Zweitens breche mit Trump eine neue Ära des „Celebrity Politikers“ an. Ein politischer Außenseiter habe mit den ihn unterstützenden Medien – diese wiederum habe er durch seine verbalen Ausfälle zur Berichterstattung permanent gezwungen – viel mehr Spielraum gehabt als erfahrene Politiker oder Organisationen im Internetzeitalter.
Als dritten Grund führt Gaughan die Position Trumps gegen Immigranten und offenen Welthandel an. Damit sei wesentlich eine weiße männliche Wählergruppe ohne akademischen Abschluss gewonnen worden. Viertens: In zeitlicher Folge sei Trump nun der vierte Außenseiter, der ins Weiße Haus einziehe. Das sei bei künftigen Wahlen ins Kalkül zu ziehen.
Und schließlich – so fünftens – sei laut Gaughan Amerika tief gespalten, der Hass auf etablierte Strukturen sei groß und die empfundene Ohnmacht vieler Bürger dem Establishment gegenüber unbeschreiblich. Das habe sich entladen.

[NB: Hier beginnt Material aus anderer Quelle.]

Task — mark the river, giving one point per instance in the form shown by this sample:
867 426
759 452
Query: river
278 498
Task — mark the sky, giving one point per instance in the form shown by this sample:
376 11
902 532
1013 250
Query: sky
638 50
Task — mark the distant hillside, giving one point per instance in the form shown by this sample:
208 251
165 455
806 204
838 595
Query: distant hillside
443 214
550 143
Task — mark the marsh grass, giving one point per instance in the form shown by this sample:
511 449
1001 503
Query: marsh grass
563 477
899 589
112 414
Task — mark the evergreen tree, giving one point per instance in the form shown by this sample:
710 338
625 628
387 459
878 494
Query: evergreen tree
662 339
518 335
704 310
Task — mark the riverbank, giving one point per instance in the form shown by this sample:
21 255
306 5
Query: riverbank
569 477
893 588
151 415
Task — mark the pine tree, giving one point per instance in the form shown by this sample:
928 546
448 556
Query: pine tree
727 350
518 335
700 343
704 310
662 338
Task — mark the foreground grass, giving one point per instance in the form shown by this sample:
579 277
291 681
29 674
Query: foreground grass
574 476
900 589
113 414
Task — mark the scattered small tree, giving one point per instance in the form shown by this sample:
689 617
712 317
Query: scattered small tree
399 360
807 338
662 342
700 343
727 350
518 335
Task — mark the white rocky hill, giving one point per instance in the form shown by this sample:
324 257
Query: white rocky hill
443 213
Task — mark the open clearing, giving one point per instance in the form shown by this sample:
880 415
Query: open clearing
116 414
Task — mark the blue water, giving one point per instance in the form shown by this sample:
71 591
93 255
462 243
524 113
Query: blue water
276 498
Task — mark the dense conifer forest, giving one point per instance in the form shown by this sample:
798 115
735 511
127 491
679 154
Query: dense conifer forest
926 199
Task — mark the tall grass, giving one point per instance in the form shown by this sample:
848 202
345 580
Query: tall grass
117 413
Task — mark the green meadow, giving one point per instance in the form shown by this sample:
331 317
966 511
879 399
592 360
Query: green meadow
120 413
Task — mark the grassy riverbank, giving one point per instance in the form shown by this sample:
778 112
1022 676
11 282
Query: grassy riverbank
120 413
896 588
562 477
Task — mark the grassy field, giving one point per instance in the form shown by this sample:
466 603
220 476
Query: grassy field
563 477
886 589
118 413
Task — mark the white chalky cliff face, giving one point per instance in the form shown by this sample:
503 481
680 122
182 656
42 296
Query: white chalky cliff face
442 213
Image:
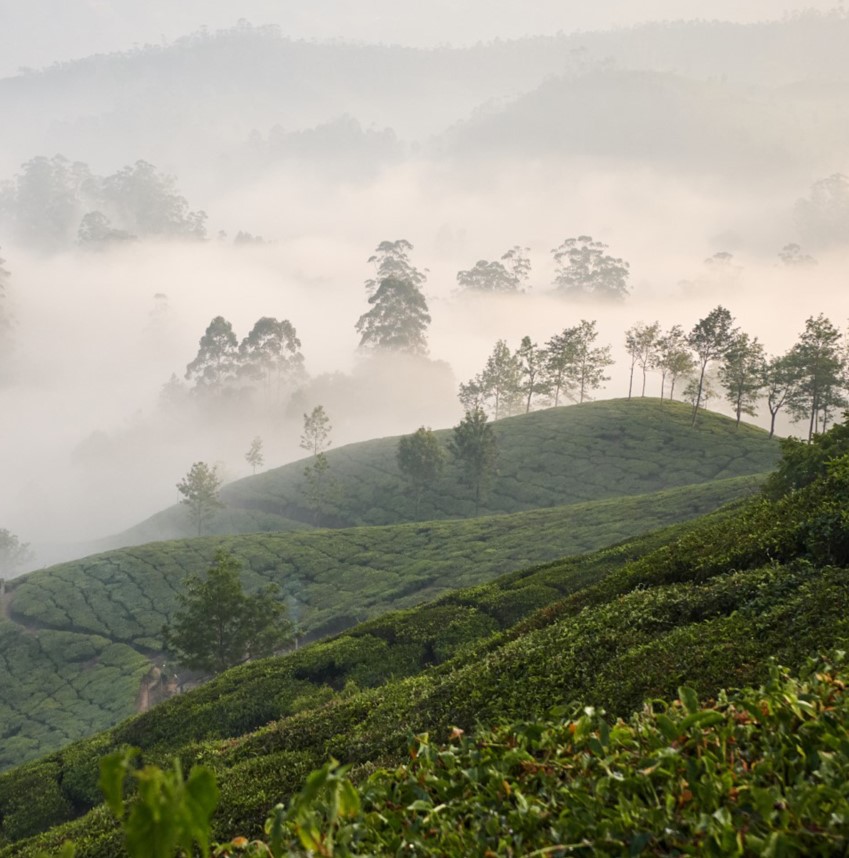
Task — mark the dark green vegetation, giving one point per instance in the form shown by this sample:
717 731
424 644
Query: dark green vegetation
547 458
330 580
758 772
706 605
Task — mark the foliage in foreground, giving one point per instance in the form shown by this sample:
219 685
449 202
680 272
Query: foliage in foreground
756 772
58 686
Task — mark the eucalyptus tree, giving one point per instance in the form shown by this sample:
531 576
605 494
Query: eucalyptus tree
421 459
533 379
590 361
320 486
217 625
742 374
271 353
474 448
779 380
585 269
674 359
709 339
497 386
823 217
560 361
398 318
791 256
817 365
201 489
641 343
217 360
391 260
509 274
254 457
13 553
316 434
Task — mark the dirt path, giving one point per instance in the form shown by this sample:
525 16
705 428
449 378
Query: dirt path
148 684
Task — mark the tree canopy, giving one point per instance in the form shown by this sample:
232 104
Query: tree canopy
585 269
200 489
398 318
218 625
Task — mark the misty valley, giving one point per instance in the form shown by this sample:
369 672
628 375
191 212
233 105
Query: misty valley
435 448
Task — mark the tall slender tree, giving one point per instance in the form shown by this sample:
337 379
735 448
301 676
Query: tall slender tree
271 354
816 362
398 318
710 339
674 359
421 458
531 360
779 380
217 359
742 375
590 362
391 260
585 269
642 344
200 489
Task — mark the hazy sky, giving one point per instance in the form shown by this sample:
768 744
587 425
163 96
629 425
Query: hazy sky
39 32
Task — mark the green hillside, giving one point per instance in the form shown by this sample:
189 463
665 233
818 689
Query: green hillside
547 458
80 636
707 605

Brookings – der Think Tank aus Washington – stützt diese Analyse. Vanessa Williamson ist Fellow für Governance Studien und beschreibt die Wirkungen der Tea Party-Bewegung, die vor gut sechs Jahren Fahrt aufnahm. Sie sieht drei Gründe für den Trump-Erfolg, die mit dieser konservativen Entwicklung in den USA zusammenhängen: „(1) An older, white conservative base, highly motivated against immigration and threatened by the demographic, political and cultural change represented by Barack Obama. (2) A conservative media infrastructure that promulgated a deeply distorted view of the world and served as a social movement organization, shaping and solidifying a clear identity to mobilize its audience. (3) A network of billionaire ideologues, most famously the Koch Brothers, committed to extreme pro-big-business, anti-regulatory, anti-tax policies.”

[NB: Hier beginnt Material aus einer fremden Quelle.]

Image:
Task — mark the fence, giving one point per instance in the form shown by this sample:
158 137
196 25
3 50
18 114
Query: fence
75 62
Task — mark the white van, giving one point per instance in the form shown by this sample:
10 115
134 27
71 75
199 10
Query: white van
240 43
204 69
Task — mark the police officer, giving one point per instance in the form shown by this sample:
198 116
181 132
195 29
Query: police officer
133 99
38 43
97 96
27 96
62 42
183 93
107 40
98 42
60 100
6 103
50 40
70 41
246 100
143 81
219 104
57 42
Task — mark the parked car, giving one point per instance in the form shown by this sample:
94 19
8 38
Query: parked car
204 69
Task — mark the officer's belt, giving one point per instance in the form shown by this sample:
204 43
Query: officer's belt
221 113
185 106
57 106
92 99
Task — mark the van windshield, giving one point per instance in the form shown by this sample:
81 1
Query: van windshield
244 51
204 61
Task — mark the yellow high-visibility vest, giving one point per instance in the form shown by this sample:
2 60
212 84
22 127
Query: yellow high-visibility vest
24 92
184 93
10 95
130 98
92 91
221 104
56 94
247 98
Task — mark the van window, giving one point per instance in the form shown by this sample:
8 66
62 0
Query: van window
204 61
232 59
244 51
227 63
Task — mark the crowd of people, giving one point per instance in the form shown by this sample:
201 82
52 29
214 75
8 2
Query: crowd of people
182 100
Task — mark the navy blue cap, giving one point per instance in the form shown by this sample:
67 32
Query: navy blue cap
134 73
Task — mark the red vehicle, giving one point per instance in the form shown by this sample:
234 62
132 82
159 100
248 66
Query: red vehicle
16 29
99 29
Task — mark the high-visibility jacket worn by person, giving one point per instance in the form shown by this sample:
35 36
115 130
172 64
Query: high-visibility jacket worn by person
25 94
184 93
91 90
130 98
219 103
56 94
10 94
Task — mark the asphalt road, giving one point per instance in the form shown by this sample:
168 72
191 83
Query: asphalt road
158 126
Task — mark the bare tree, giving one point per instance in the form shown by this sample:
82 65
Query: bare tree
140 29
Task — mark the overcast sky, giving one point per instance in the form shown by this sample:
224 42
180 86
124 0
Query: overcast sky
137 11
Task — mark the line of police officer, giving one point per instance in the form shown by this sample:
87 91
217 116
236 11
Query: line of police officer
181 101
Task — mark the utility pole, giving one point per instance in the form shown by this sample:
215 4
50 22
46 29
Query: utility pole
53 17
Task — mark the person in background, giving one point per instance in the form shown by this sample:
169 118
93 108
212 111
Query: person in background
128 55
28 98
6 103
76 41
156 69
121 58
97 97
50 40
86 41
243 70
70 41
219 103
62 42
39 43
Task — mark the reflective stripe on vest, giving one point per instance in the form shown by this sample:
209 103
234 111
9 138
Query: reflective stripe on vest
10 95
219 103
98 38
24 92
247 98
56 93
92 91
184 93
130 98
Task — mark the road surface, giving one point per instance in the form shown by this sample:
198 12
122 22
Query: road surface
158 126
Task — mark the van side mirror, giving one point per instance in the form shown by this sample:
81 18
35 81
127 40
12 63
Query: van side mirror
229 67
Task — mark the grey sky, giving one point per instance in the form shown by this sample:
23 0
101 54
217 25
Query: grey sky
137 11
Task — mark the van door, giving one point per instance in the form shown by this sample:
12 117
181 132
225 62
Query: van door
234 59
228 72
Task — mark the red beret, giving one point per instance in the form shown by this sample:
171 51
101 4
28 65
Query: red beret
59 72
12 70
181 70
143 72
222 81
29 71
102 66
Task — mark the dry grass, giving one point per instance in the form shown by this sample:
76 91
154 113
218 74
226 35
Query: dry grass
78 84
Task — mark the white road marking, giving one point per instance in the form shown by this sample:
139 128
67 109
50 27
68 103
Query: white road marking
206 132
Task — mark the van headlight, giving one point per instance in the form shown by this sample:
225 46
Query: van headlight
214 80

In einem Punkt ergänzt die Brookings-Autorin ihren Jura-Kollegen aus Iowa: Auch der akademisch gebildete weiße männliche Wähler habe für Trump gestimmt. Und Soziologen erklären den republikanischen Sieg im Swing State Florida, den Obama noch 2012 holte, damit, dass vorrangig legal lebende Mexikaner für Trumps harte Immigrations-Position eintreten, um sich von ihren illegal in den USA lebenden Landsleuten abzugrenzen.
Tech Industrie sorgt sich
Die Technologie-Unternehmen sorgen sich. Im Silicon Valley, dem nationalen Symbol für wirtschaftlichen Dauer-Aufschwung, herrscht Verunsicherung. Mit Trump werden Visa-Probleme bei der Verpflichtung von Mitarbeitern erwartet. Das ist eine der größten Herausforderungen für die international ausgeprägten Rekrutierungssysteme von Google & Co.

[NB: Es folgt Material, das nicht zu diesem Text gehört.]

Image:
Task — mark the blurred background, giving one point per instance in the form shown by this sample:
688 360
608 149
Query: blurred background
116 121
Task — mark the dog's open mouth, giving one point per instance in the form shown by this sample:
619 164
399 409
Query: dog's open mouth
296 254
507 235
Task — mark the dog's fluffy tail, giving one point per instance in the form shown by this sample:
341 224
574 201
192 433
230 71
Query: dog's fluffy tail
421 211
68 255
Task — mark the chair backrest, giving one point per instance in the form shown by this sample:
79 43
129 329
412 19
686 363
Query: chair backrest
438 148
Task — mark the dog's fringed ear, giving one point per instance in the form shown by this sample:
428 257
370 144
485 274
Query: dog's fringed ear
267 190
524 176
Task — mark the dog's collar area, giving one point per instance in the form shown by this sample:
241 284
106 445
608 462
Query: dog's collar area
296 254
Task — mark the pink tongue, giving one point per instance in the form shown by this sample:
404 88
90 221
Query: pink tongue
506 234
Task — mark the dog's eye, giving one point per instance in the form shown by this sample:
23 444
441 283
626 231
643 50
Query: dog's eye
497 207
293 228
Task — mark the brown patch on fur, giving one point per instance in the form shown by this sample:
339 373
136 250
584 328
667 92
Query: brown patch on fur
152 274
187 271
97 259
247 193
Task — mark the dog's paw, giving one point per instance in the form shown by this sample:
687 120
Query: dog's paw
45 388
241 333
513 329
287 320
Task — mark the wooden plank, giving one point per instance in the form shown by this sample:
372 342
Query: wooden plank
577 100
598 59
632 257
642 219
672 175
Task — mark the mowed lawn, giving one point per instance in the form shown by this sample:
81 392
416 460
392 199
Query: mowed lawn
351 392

Chinesische Experten, arabische IT-Könner und lateinamerikanische Programmierer könnten es schwerer haben, in die USA zu kommen. Jonathan Shieber, Autor der Plattform Tech Crunch, schreibt deshalb temperiert und versieht seinen Beitrag mit der Botschaft: „What does a President-elect Trump mean for Silicon Valley? Nothing very good.“
Immigrationspolitik, Cyber Security und auch staatliche Forschungsförderung sind auch bei anderen Kommentatoren mit Fragezeichen verbunden. Und alle drei Themen sind für den künftigen Erfolge innovativer Unternehmen entscheidend. Das trifft auch für die amerikanische Wissenschaft zu.
Science Debate erinnern
Die führenden amerikanischen Wissenschaftsorganisationen publizierten im September 20 Antworten zu Forschungsthemen, die den vier Kandidaten der Endrunde gestellt wurden. Die Science Debate (www.sciencedabete.org) liefert eine inhaltliche Orientierung, die nun mit Trump fortgeschieben wird.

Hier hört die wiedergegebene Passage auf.